Add support for raft repl dev replace member. #546

sanebay · 2024-09-11T22:04:55Z

When replacing a member, add the new member, sync raft log for replace and finally remove the old member. Once we add new member, baseline or incremental resync will start. Remove the old member will cause nuraft mesg to exit the group and we periodically gc the destroyed group. Made the repl dev base test common so that both tests files can use. Tests by default create repl group with num_replica's. Dynamic tests create additional spare replica's which can be added to the test dynamically by calling replace member.

Testing

Bring replica-1, replica-2, replica-3. Replica-1 is the leader. Replace the replica-3 with a new spare replica-4.

sanebay · 2024-09-11T22:05:46Z

src/lib/replication/repl_dev/raft_repl_dev.cpp

+    }
+
+    // Step 2. Add the new member.
+    return m_msg_mgr.add_member(m_group_id, member_in_uuid)


Add member, append long entry and remove the old member

sanebay · 2024-09-11T22:06:23Z

src/lib/replication/repl_dev/raft_repl_dev.cpp

+    RD_LOGI("Raft repl replace_member member_out={} member_in={}", boost::uuids::to_string(member_out),
+            boost::uuids::to_string(member_in));
+
+    m_listener->replace_member(member_out, member_in);


homeobject or listener can use this to update their pg metablks to remove old and add new member

src/lib/replication/service/raft_repl_service.cpp

sanebay · 2024-09-11T22:07:41Z

src/tests/test_common/hs_repl_test_common.hpp

@@ -134,11 +136,12 @@ class HSReplTestHelper : public HSTestHelper {
    HSReplTestHelper(std::string const& name, std::vector< std::string > const& args, char** argv) :
            name_{name}, args_{args}, argv_{argv} {}

-    void setup() {
+    void setup(uint32_t num_replicas) {


setup takes how many replica's to start.

sanebay · 2024-09-11T22:09:48Z

src/tests/test_common/raft_repl_test_base.hpp

@@ -0,0 +1,629 @@
+/*********************************************************************************


Moved common code from test_raft_repl_dev.cpp to raft_test_base.hpp. No change in code. Just moved the classes.

sanebay · 2024-09-11T22:10:24Z

src/tests/test_raft_repl_dev.cpp

-        LOGINFOMOD(replication, "[Replica={}] Read logical snapshot callback obj_id={} term={} idx={} num_items={}",
-                   g_helper->replica_num(), snp_data->offset, s->get_last_log_term(), s->get_last_log_idx(),
-                   kv_snapshot_data.size());
+#include "test_common/raft_repl_test_base.hpp"


Moved these code to raft_repl_test_base.hpp header file.

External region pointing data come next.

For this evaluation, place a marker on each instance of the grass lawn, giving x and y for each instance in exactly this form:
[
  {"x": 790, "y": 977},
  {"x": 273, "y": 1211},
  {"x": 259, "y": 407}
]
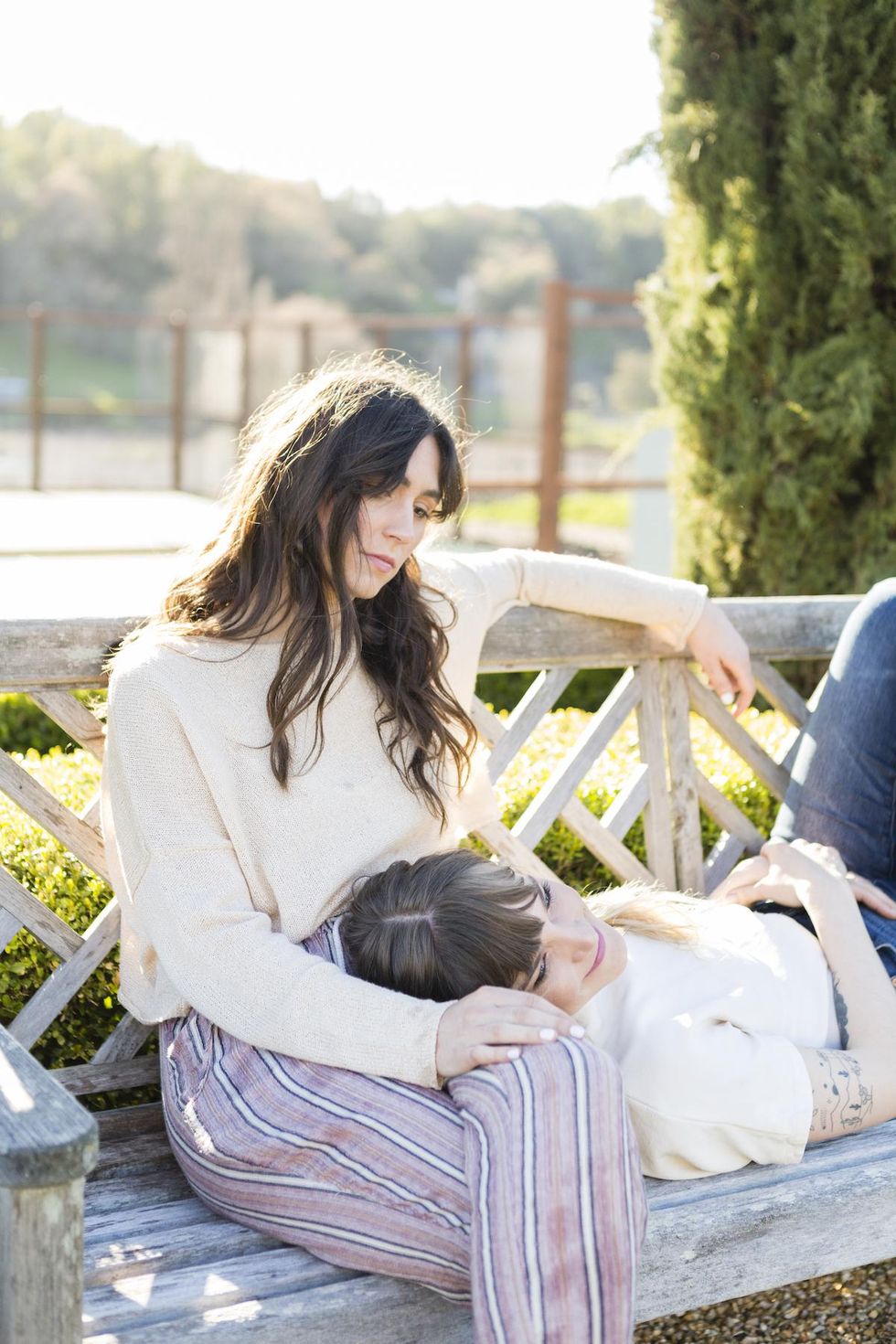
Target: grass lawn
[
  {"x": 592, "y": 508},
  {"x": 69, "y": 369}
]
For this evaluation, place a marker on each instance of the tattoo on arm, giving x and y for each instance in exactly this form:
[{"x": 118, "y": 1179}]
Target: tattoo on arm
[
  {"x": 842, "y": 1014},
  {"x": 842, "y": 1098}
]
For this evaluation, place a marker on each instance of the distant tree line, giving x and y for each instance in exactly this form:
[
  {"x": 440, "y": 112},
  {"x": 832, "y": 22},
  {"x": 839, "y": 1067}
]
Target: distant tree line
[{"x": 93, "y": 219}]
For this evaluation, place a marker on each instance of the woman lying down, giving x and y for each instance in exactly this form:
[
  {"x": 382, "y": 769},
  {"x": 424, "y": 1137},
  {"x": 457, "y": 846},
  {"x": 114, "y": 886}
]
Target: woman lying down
[{"x": 741, "y": 1037}]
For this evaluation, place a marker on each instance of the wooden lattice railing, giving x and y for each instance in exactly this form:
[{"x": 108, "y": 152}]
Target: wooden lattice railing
[{"x": 50, "y": 659}]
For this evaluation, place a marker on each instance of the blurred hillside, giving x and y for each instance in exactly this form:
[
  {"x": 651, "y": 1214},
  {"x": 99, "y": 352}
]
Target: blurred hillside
[{"x": 93, "y": 219}]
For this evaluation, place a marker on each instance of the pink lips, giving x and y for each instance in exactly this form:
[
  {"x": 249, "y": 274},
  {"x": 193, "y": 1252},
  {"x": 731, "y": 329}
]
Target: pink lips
[
  {"x": 598, "y": 955},
  {"x": 380, "y": 562}
]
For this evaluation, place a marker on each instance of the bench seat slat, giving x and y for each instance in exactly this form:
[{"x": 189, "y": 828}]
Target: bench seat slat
[
  {"x": 152, "y": 1220},
  {"x": 120, "y": 1194},
  {"x": 145, "y": 1118},
  {"x": 194, "y": 1289},
  {"x": 140, "y": 1152},
  {"x": 111, "y": 1260},
  {"x": 378, "y": 1310}
]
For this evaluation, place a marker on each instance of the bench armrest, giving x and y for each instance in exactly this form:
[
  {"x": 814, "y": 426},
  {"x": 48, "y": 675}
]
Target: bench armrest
[{"x": 46, "y": 1136}]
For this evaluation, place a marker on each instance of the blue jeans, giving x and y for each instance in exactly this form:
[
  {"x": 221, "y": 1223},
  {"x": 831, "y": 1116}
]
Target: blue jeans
[{"x": 842, "y": 788}]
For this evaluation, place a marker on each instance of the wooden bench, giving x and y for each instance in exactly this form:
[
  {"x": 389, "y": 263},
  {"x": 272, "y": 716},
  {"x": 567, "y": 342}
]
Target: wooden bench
[{"x": 105, "y": 1189}]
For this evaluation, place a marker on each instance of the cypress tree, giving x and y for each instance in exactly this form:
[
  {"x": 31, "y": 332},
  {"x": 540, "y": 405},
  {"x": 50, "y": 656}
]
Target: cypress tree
[{"x": 775, "y": 311}]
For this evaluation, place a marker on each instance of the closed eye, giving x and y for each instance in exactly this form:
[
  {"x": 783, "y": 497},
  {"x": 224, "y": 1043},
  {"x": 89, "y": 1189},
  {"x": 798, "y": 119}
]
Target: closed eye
[{"x": 543, "y": 974}]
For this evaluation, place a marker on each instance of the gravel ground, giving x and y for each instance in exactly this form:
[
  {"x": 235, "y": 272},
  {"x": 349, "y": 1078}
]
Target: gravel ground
[{"x": 858, "y": 1307}]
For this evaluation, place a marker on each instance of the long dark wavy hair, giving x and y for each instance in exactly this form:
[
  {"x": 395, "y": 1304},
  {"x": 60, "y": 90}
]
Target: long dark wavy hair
[{"x": 324, "y": 443}]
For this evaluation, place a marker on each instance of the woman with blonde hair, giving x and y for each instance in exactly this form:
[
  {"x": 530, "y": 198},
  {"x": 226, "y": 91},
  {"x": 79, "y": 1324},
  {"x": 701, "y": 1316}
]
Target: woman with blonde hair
[
  {"x": 294, "y": 718},
  {"x": 743, "y": 1035}
]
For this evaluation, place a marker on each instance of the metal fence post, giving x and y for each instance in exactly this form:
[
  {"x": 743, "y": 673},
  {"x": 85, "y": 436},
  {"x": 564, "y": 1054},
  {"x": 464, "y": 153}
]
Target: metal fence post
[
  {"x": 465, "y": 368},
  {"x": 557, "y": 363},
  {"x": 37, "y": 334},
  {"x": 177, "y": 397},
  {"x": 245, "y": 371}
]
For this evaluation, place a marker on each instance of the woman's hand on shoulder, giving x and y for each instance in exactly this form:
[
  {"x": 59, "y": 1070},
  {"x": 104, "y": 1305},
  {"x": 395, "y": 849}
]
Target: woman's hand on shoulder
[
  {"x": 723, "y": 655},
  {"x": 489, "y": 1026}
]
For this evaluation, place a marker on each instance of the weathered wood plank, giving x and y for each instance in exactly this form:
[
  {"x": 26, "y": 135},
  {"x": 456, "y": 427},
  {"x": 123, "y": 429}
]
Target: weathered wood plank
[
  {"x": 527, "y": 715},
  {"x": 683, "y": 780},
  {"x": 123, "y": 1041},
  {"x": 46, "y": 1138},
  {"x": 602, "y": 843},
  {"x": 71, "y": 715},
  {"x": 627, "y": 804},
  {"x": 63, "y": 654},
  {"x": 774, "y": 628},
  {"x": 752, "y": 1238},
  {"x": 713, "y": 711},
  {"x": 68, "y": 978},
  {"x": 132, "y": 1198},
  {"x": 70, "y": 652},
  {"x": 506, "y": 846},
  {"x": 152, "y": 1221},
  {"x": 378, "y": 1310},
  {"x": 31, "y": 795},
  {"x": 82, "y": 1080},
  {"x": 564, "y": 780},
  {"x": 488, "y": 725},
  {"x": 131, "y": 1155},
  {"x": 10, "y": 926},
  {"x": 172, "y": 1295},
  {"x": 43, "y": 923},
  {"x": 726, "y": 852},
  {"x": 146, "y": 1118},
  {"x": 779, "y": 692},
  {"x": 111, "y": 1260},
  {"x": 657, "y": 816},
  {"x": 39, "y": 1229}
]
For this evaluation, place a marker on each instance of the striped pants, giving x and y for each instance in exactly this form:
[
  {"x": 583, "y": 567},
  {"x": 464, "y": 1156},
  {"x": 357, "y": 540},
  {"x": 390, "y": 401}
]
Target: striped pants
[{"x": 518, "y": 1191}]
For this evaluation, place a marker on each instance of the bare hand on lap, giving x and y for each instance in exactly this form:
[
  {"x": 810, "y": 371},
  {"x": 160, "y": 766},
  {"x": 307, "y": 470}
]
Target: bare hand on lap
[
  {"x": 489, "y": 1026},
  {"x": 723, "y": 655},
  {"x": 739, "y": 887}
]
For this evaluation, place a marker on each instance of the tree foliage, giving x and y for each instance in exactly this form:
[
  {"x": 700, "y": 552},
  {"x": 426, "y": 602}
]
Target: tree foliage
[{"x": 776, "y": 311}]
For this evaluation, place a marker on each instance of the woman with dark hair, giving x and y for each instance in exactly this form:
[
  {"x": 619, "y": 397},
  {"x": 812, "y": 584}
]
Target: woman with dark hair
[
  {"x": 295, "y": 717},
  {"x": 741, "y": 1037}
]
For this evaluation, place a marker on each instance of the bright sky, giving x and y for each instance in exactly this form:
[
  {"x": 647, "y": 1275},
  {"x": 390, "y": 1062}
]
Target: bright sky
[{"x": 512, "y": 102}]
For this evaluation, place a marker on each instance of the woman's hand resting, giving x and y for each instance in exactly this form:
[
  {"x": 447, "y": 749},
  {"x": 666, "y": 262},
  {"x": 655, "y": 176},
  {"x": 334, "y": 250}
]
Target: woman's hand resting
[
  {"x": 772, "y": 874},
  {"x": 724, "y": 657},
  {"x": 489, "y": 1026}
]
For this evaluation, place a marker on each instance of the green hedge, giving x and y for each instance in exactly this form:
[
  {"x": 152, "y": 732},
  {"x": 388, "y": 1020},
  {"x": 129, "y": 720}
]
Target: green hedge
[
  {"x": 25, "y": 728},
  {"x": 77, "y": 895},
  {"x": 45, "y": 867}
]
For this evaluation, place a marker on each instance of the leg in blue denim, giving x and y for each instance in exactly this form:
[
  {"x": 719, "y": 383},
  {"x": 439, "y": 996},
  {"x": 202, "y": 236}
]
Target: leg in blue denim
[{"x": 842, "y": 789}]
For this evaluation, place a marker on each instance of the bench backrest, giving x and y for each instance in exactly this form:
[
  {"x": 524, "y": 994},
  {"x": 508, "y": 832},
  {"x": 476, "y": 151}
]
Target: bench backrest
[{"x": 48, "y": 660}]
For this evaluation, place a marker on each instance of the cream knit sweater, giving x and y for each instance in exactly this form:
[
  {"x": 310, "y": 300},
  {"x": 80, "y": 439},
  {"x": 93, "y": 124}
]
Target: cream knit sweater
[{"x": 220, "y": 872}]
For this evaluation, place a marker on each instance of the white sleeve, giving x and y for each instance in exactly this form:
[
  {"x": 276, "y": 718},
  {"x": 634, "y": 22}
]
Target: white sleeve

sanebay · 2024-09-11T22:11:51Z

src/tests/test_raft_repl_dev_dynamic.cpp

@@ -0,0 +1,132 @@
+/*********************************************************************************


This test creates repl dev group with 3 replica's by default and then add spare replica's. We couldnt make common code becasue test_raft_repl_dev test cases assume all replica's to be part of the group from the beginning itself.

JacksonYao287

@sanebay thanks for the patch!

we need take leader change into account, pls see my comments and correct me if I am wrong

src/lib/replication/repl_dev/raft_repl_dev.cpp

JacksonYao287 · 2024-09-18T03:14:18Z

src/lib/replication/repl_dev/raft_repl_dev.cpp

+
+            LOGINFO("Replace member added member={} to group_id={}", member_in, group_id_str());
+
+            // Step 3. Append log entry to mark the old member is out and new member is added.


if leader changes after line140 and before line 147, then who can send a log entry to mark the old member is out and remove member_out of out this group?

should we separate replace_member to two calls: add_member and remove_member?

Yeah valid scenario. In that case log entry append will fail at line 157, CM will retry again with the latest leader. Thats the flow we have decided with CM. It should be safe to send the same message to a different leader.

It should be safe to send the same message to a different leader.

if leader changes after propose_to_raft but before m_msg_mgr.rem_member, then it will return ReplServiceError::RETRY_REQUEST .

now , if cm resends the request to the new leader, I think add_member will succeed in new leader since the member_in is already added in the group by the previous leader. now, next step is propose_to_raft, which will create another HS_CTRL_REPLACE log and commit it.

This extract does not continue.